The degradation of the HAp-Col-EGCG hydrogel scaffold is suspected to be related to HAp, collagen, EGCG composition, incubation time (day), and physiological temperature. There is also correlated to the lysozyme or enzymatic solution because the collagen is included in an easily biodegradable natural polymer. The most weight loss was noticed in the less HAp concentration among all the groups. This supports previous studies that observed the biodegradation of microsphere HAp and magnesium phosphate composite scaffold. ²⁹ , ³⁰ We also found that the biodegradation time can be enhanced by intensifying the HAp concentration. All the samples degraded continuously and the percentage was about 4%–15% weekly. Several factors have to be analyzed to support the HAp-Col-EGCG scaffold potential in pulp regeneration, such as its biocompatibility, swelling ratio, and other issues before clinical application.

This study discovered that HAp-Col-EGCG hydrogel scaffold can be degraded. However, biodegradation occurs gradually over time, and a higher HAp concentration is resistant to degradation. This scaffold could be riven by lysosomal enzymes.
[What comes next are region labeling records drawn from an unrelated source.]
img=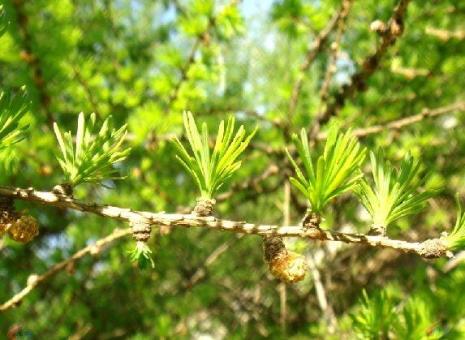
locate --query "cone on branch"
[263,236,308,283]
[0,197,39,243]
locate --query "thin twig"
[317,0,411,125]
[288,11,341,121]
[425,27,465,41]
[0,228,131,311]
[308,254,337,333]
[318,0,352,108]
[0,187,452,258]
[12,0,55,128]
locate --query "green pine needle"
[446,194,465,251]
[356,152,435,228]
[286,125,365,213]
[129,242,155,269]
[0,5,9,37]
[173,112,257,199]
[351,290,396,339]
[53,112,130,186]
[0,87,29,150]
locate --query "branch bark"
[317,0,410,125]
[0,187,451,258]
[0,228,131,311]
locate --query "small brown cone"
[194,198,216,217]
[264,236,308,283]
[0,197,19,236]
[8,215,39,243]
[0,209,19,236]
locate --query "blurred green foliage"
[0,0,465,339]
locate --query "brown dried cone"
[194,198,216,216]
[300,209,321,228]
[263,236,308,283]
[0,197,20,236]
[368,224,386,236]
[52,183,73,197]
[8,215,39,243]
[131,221,152,243]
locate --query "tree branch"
[317,0,410,125]
[0,187,452,258]
[288,10,341,121]
[0,228,131,311]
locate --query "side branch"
[0,228,131,311]
[0,187,451,258]
[318,0,410,121]
[317,101,465,140]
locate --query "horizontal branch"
[0,187,451,258]
[0,228,131,311]
[318,0,411,121]
[318,101,465,140]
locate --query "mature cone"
[0,209,19,235]
[0,197,19,236]
[131,221,152,243]
[264,236,308,283]
[194,198,216,217]
[8,215,39,243]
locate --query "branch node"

Further observation of HAp-Col-EGCG hydrogel scaffold characterization should be done to confirm its potential use in tissue regeneration fields.

Acknowledgment

The author wants to thank PT Alesha Berkah Utama for partial support in the process involving eggshell hydroxyapatite.

Financial support and sponsorship

This research was sponsored by the Ministry of Education, Culture, Research and Technology, Universitas Airlangga, Universitas Trisakti, and PT Alesha Berkah Utama.

Conflicts of interest

The authors of this manuscript declare that they have no conflicts of interest, real or perceived, financial or nonfinancial in this article.